About a month ago I wiped my workstation and started fresh with a CentOS 7 minimal install. In the process of getting up and running, I needed to reinstall Autodesk Maya and all of the dependencies that go along with it. In order to expedite this process for myself in the future and for others, I whipped up a quick shell script that takes care of all of Maya’s dependencies.
While installing Maya’s dependencies, I learned that I was installing a plethora of unnecessary 32-bit packages by manually installing packages like so:
yum -y install libpthreads.so.0. Instead I utilized two methods to figure out which 64-bit package to install from to obtain the correct library objects. The first is using the native package manager which has a nifty command called provides. By searching for a package using this command it will provide each instance of the package in the repositories currently enabled on your system.
$ yum provides libSM.so.6 libSM-1.2.2-2.el7.i686 : X.Org X11 SM runtime library Repo : base Matched from: Provides : libSM.so.6 libSM-1.2.2-2.el7.i686 : X.Org X11 SM runtime library Repo : @base Matched from: Provides : libSM.so.6
The other method is to search for the library using the RPMFind website. It is a very handy resource which I’ve used extensively over the years.
The odd thing about this is that the system dependency list in the Maya documentation is mostly comprised of 32-bit libraries. On a 64-bit system with a 64-bit application this is less than ideal. Having said that, I did a trial run and installed only the 64-bit variants of the libraries by not specifying
.i686 as CentOS will by default install the system architecture version of an undefined package. So far Maya has had no issues and hasn’t complained about any missing dependencies, so I think it’s safe to say this approach works!
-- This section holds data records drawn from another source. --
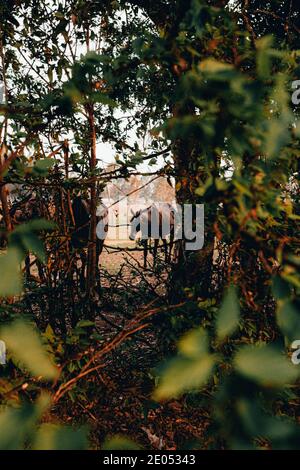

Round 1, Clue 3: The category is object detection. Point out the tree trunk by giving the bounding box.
[86,105,98,299]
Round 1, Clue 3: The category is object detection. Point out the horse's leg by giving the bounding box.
[96,240,104,289]
[36,259,45,282]
[142,240,148,269]
[153,238,159,267]
[163,238,168,263]
[168,230,174,263]
[25,253,30,281]
[79,252,86,291]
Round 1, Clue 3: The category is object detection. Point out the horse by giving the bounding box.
[0,194,108,278]
[129,203,175,268]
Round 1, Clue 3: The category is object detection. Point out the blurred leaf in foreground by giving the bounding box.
[235,345,299,387]
[1,320,58,380]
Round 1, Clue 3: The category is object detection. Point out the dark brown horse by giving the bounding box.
[129,203,175,267]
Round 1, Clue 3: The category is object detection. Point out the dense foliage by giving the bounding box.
[0,0,300,449]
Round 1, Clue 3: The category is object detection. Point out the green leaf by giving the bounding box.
[154,354,215,401]
[216,286,240,340]
[234,345,299,387]
[277,301,300,342]
[0,395,49,450]
[256,36,273,79]
[102,436,139,450]
[272,275,291,300]
[33,423,88,450]
[1,320,58,380]
[178,328,208,359]
[0,247,22,297]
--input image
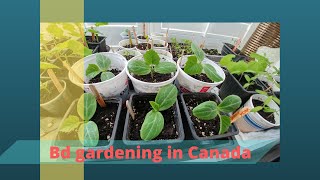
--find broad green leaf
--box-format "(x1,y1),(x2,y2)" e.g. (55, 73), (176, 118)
(250, 106), (263, 112)
(218, 95), (241, 113)
(154, 62), (177, 74)
(184, 56), (202, 75)
(128, 60), (151, 75)
(219, 115), (231, 134)
(40, 61), (60, 70)
(96, 54), (111, 71)
(191, 43), (205, 61)
(203, 64), (223, 82)
(78, 121), (99, 147)
(60, 115), (81, 133)
(77, 93), (97, 121)
(192, 101), (218, 120)
(149, 101), (160, 111)
(143, 49), (160, 65)
(155, 84), (178, 111)
(140, 110), (164, 141)
(100, 72), (115, 82)
(86, 64), (101, 79)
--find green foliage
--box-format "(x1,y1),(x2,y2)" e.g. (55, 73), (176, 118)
(184, 43), (223, 82)
(192, 95), (241, 134)
(140, 84), (178, 141)
(86, 54), (115, 82)
(128, 49), (177, 80)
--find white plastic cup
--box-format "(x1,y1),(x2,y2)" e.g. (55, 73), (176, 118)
(126, 54), (178, 93)
(235, 94), (280, 132)
(177, 55), (226, 92)
(119, 39), (137, 50)
(69, 52), (128, 98)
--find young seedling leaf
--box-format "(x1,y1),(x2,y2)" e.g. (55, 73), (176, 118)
(143, 49), (160, 65)
(192, 101), (218, 120)
(154, 62), (177, 74)
(184, 56), (202, 75)
(86, 64), (101, 79)
(60, 115), (81, 133)
(155, 84), (178, 111)
(219, 115), (231, 134)
(128, 60), (151, 75)
(100, 72), (115, 82)
(203, 64), (223, 82)
(96, 54), (111, 71)
(77, 93), (97, 121)
(191, 43), (205, 61)
(218, 95), (241, 113)
(78, 121), (99, 147)
(149, 101), (160, 111)
(140, 110), (164, 141)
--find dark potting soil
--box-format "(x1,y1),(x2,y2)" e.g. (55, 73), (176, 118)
(89, 69), (121, 84)
(203, 49), (221, 55)
(252, 99), (276, 124)
(185, 95), (224, 137)
(136, 43), (151, 50)
(182, 68), (214, 83)
(40, 83), (59, 104)
(128, 96), (178, 140)
(133, 73), (172, 83)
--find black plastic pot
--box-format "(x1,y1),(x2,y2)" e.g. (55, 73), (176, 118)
(219, 71), (266, 104)
(122, 93), (184, 146)
(221, 43), (249, 62)
(86, 36), (110, 52)
(53, 97), (122, 150)
(180, 93), (239, 140)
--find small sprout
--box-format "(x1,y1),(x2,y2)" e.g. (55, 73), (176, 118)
(192, 95), (241, 134)
(86, 54), (115, 82)
(128, 49), (177, 78)
(140, 84), (178, 141)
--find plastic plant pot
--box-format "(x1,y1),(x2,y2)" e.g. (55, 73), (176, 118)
(177, 55), (226, 92)
(117, 49), (141, 61)
(221, 43), (249, 61)
(219, 71), (266, 103)
(126, 54), (178, 93)
(122, 93), (185, 146)
(53, 97), (122, 151)
(119, 39), (137, 50)
(40, 80), (71, 117)
(69, 52), (128, 98)
(180, 93), (239, 140)
(86, 36), (110, 52)
(235, 94), (280, 132)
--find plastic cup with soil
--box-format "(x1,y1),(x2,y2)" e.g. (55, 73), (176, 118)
(69, 52), (128, 98)
(53, 93), (122, 150)
(180, 93), (241, 140)
(235, 94), (280, 132)
(117, 49), (141, 61)
(123, 85), (184, 145)
(126, 49), (178, 93)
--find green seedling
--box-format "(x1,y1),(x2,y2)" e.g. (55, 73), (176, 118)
(128, 49), (177, 78)
(184, 43), (223, 82)
(192, 95), (241, 134)
(86, 54), (115, 82)
(60, 93), (99, 147)
(140, 84), (178, 141)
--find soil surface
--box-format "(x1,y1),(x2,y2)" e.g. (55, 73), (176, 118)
(252, 99), (276, 124)
(132, 72), (172, 83)
(136, 43), (151, 50)
(184, 94), (225, 137)
(40, 82), (59, 104)
(128, 95), (178, 140)
(89, 69), (121, 84)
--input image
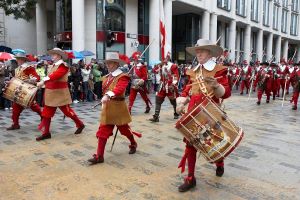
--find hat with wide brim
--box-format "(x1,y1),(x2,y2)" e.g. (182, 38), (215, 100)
(47, 48), (68, 60)
(186, 39), (223, 57)
(104, 51), (126, 65)
(14, 53), (29, 61)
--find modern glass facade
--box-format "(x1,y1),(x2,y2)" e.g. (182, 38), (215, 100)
(96, 0), (126, 59)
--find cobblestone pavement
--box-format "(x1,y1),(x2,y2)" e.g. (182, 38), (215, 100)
(0, 92), (300, 200)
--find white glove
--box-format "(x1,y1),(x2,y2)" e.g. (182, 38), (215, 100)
(176, 104), (185, 115)
(43, 76), (50, 82)
(138, 79), (145, 86)
(176, 97), (190, 106)
(36, 81), (45, 88)
(101, 95), (110, 104)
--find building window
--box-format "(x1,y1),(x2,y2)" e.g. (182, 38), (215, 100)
(251, 0), (258, 22)
(291, 0), (299, 13)
(282, 0), (289, 8)
(281, 9), (288, 33)
(263, 0), (270, 26)
(291, 13), (299, 36)
(273, 4), (279, 30)
(217, 0), (231, 11)
(236, 0), (246, 17)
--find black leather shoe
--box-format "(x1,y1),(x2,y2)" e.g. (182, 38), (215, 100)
(178, 177), (197, 192)
(216, 167), (224, 177)
(74, 124), (85, 135)
(6, 124), (20, 131)
(149, 115), (159, 122)
(35, 133), (51, 141)
(88, 154), (104, 165)
(145, 107), (151, 113)
(129, 144), (137, 154)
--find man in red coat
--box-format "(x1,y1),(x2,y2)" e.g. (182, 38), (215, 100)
(36, 48), (85, 141)
(88, 52), (141, 164)
(128, 52), (150, 113)
(7, 53), (42, 130)
(277, 58), (290, 97)
(176, 39), (231, 192)
(254, 62), (272, 105)
(150, 54), (179, 122)
(240, 60), (252, 95)
(289, 62), (300, 110)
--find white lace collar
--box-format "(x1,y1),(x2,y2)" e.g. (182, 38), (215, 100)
(111, 68), (123, 77)
(54, 60), (64, 65)
(193, 59), (216, 71)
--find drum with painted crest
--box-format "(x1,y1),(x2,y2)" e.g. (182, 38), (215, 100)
(3, 78), (38, 108)
(175, 96), (244, 163)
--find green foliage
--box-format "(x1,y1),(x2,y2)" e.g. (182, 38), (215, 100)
(0, 0), (37, 21)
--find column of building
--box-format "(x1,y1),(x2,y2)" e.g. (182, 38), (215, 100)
(36, 0), (47, 55)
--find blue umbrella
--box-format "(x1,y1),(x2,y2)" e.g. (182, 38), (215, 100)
(66, 50), (84, 59)
(79, 50), (95, 56)
(0, 46), (12, 53)
(149, 60), (161, 66)
(11, 49), (26, 54)
(39, 55), (52, 61)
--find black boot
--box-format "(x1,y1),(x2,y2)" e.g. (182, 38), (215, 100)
(145, 106), (150, 114)
(149, 96), (164, 122)
(88, 154), (104, 165)
(216, 167), (224, 177)
(35, 133), (51, 141)
(170, 99), (179, 119)
(178, 176), (197, 192)
(174, 113), (179, 119)
(149, 115), (159, 122)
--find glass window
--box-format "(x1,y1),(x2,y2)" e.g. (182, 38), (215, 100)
(236, 0), (246, 17)
(282, 0), (289, 8)
(56, 0), (72, 33)
(251, 0), (258, 22)
(273, 5), (279, 30)
(291, 0), (299, 13)
(217, 0), (231, 11)
(291, 13), (299, 35)
(281, 9), (288, 33)
(263, 0), (270, 26)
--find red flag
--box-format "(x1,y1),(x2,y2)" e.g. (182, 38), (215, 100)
(159, 0), (166, 60)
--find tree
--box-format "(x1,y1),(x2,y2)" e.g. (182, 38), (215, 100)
(0, 0), (37, 21)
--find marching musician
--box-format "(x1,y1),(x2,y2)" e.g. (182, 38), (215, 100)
(289, 62), (300, 110)
(240, 60), (252, 95)
(254, 62), (272, 105)
(36, 48), (85, 141)
(128, 52), (150, 113)
(149, 53), (179, 122)
(7, 53), (42, 130)
(176, 39), (231, 192)
(277, 58), (290, 97)
(88, 52), (141, 164)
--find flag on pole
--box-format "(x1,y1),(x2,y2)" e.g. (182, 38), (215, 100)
(159, 0), (166, 60)
(159, 0), (171, 60)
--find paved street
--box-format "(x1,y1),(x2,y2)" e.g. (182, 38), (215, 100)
(0, 92), (300, 200)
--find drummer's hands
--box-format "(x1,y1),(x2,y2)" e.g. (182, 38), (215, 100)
(204, 77), (220, 89)
(36, 81), (45, 88)
(101, 94), (110, 104)
(176, 97), (189, 115)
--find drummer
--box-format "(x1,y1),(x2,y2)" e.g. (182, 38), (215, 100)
(176, 39), (231, 192)
(6, 53), (42, 131)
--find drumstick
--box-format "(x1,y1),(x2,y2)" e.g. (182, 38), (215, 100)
(186, 76), (223, 86)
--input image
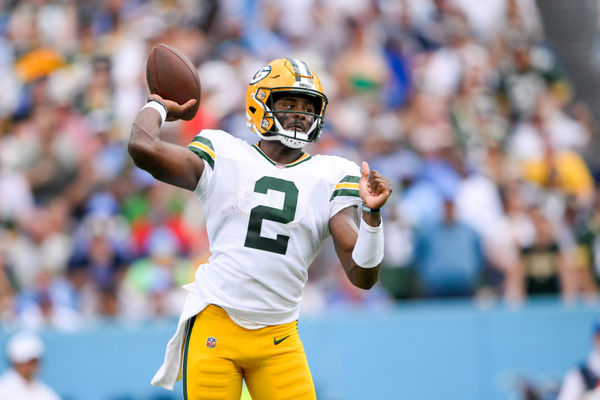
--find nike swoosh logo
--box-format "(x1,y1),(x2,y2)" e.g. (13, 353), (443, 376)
(273, 335), (290, 346)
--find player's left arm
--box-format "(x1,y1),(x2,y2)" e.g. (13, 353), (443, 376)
(329, 162), (392, 289)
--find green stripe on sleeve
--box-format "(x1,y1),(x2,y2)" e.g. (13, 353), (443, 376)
(188, 145), (215, 169)
(329, 189), (360, 201)
(192, 135), (215, 151)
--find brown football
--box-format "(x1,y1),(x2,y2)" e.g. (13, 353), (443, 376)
(146, 43), (201, 120)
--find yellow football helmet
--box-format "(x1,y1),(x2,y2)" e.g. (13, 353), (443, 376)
(246, 58), (327, 148)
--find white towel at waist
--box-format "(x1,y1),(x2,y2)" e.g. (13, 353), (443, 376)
(151, 284), (208, 390)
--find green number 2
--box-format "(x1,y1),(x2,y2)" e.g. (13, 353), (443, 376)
(244, 176), (298, 254)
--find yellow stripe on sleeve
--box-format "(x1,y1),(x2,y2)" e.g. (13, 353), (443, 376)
(188, 142), (215, 159)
One thing to note is that I have used this script on a minimal install of CentOS after installing the GNOME desktop (
yum -y groups install "GNOME Desktop") and NVIDIA graphics drivers, so depending on your setup things may be ever so slightly different. The install script is written for Maya 2018, but should work on any modern version of the application. If using a GUI environment, it should be executed before running the Maya Setup app.